Now I’m wondering why it would take the servers two hours to start dying on me after the actual storedprocedures in question would already have been done. I don’t run any index maintenance at that point, or anything else for that matter (it’s the first thing I checked for). For all I know nothing runs @ the specific times. Could it be SQL Server does some ‘self maintenance’ and notices that some indexes need to be defragmentated or something even if I haven’t asked for any such thing?
Could it be our raidcontrollers (or even the SSD’s that are connected to them) that are flawed and after A LOT of activity decide to show signs of degration after 2 hours?
I simply can not explain this behavior and I’m worried our production servers might be unreliable (which would suck since they’re around 4 months old). Now i’ve fixed this issue last evening, and for 24 hours we haven’t had this problem (I wouldn’t call it ‘resolved’ unless it’s been stable for multiple days) but I’m still very curious what the hell my servers are doing.
This problem can be caused system performance issues, hardware errors, firmware errors, device driver problems, or filter driver intervention in the IO process.
What it means is that
- SQL server is doing more I/O’s that what the disk subsystem can handle.
- There could be some rogue process running on the system that is saturating the disks with all the I/O requests.

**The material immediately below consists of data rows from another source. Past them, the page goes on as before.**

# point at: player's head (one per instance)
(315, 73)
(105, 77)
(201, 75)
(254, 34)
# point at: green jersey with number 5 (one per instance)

Below is the approach I would follow:
Troubleshoot using Wait Statistics – DMV’s
WITH [Waits] AS (SELECT [wait_type], [wait_time_ms] / 1000.0 AS [WaitS], ([wait_time_ms] - [signal_wait_time_ms]) / 1000.0 AS [ResourceS], [signal_wait_time_ms] / 1000.0 AS [SignalS], [waiting_tasks_count] AS [WaitCount], 100.0 * [wait_time_ms] / SUM ([wait_time_ms]) OVER() AS [Percentage], ROW_NUMBER() OVER(ORDER BY [wait_time_ms] DESC) AS [RowNum] FROM sys.dm_os_wait_stats WHERE [wait_type] NOT IN ( N'CLR_SEMAPHORE', N'LAZYWRITER_SLEEP', N'RESOURCE_QUEUE', N'SQLTRACE_BUFFER_FLUSH', N'SLEEP_TASK', N'SLEEP_SYSTEMTASK', N'WAITFOR', N'HADR_FILESTREAM_IOMGR_IOCOMPLETION', N'CHECKPOINT_QUEUE', N'REQUEST_FOR_DEADLOCK_SEARCH', N'XE_TIMER_EVENT', N'XE_DISPATCHER_JOIN', N'LOGMGR_QUEUE', N'FT_IFTS_SCHEDULER_IDLE_WAIT', N'BROKER_TASK_STOP', N'CLR_MANUAL_EVENT', N'CLR_AUTO_EVENT', N'DISPATCHER_QUEUE_SEMAPHORE', N'TRACEWRITE', N'XE_DISPATCHER_WAIT', N'BROKER_TO_FLUSH', N'BROKER_EVENTHANDLER', N'FT_IFTSHC_MUTEX', N'SQLTRACE_INCREMENTAL_FLUSH_SLEEP', N'DIRTY_PAGE_POLL', N'SP_SERVER_DIAGNOSTICS_SLEEP') ) SELECT [W1].[wait_type] AS [WaitType], CAST ([W1].[WaitS] AS DECIMAL(14, 2)) AS [Wait_S], CAST ([W1].[ResourceS] AS DECIMAL(14, 2)) AS [Resource_S], CAST ([W1].[SignalS] AS DECIMAL(14, 2)) AS [Signal_S], [W1].[WaitCount] AS [WaitCount], CAST ([W1].[Percentage] AS DECIMAL(4, 2)) AS [Percentage], CAST (([W1].[WaitS] / [W1].[WaitCount]) AS DECIMAL (14, 4)) AS [AvgWait_S], CAST (([W1].[ResourceS] / [W1].[WaitCount]) AS DECIMAL (14, 4)) AS [AvgRes_S], CAST (([W1].[SignalS] / [W1].[WaitCount]) AS DECIMAL (14, 4)) AS [AvgSig_S] FROM [Waits] AS [W1] INNER JOIN [Waits] AS [W2] ON [W2].[RowNum] <= [W1].[RowNum] GROUP BY [W1].[RowNum], [W1].[wait_type], [W1].[WaitS], [W1].[ResourceS], [W1].[SignalS], [W1].[WaitCount], [W1].[Percentage] HAVING SUM ([W2].[Percentage]) - [W1].[Percentage] < 95; -- percentage threshold GO
Look at the pending I/O’s
SELECT database_id ,file_id ,io_stall ,io_pending_ms_ticks ,scheduler_address FROM sys.dm_io_virtual_file_stats(NULL, NULL) t1 ,sys.dm_io_pending_io_requests AS t2 WHERE t1.file_handle = t2.io_handle
Below are PERFMON counters that will help you:
- Avg. Disk sec/Transfer => Time taken to perform the I/O operation
- Disk Bytes /sec => Total reads and writes to disk per second in bytes.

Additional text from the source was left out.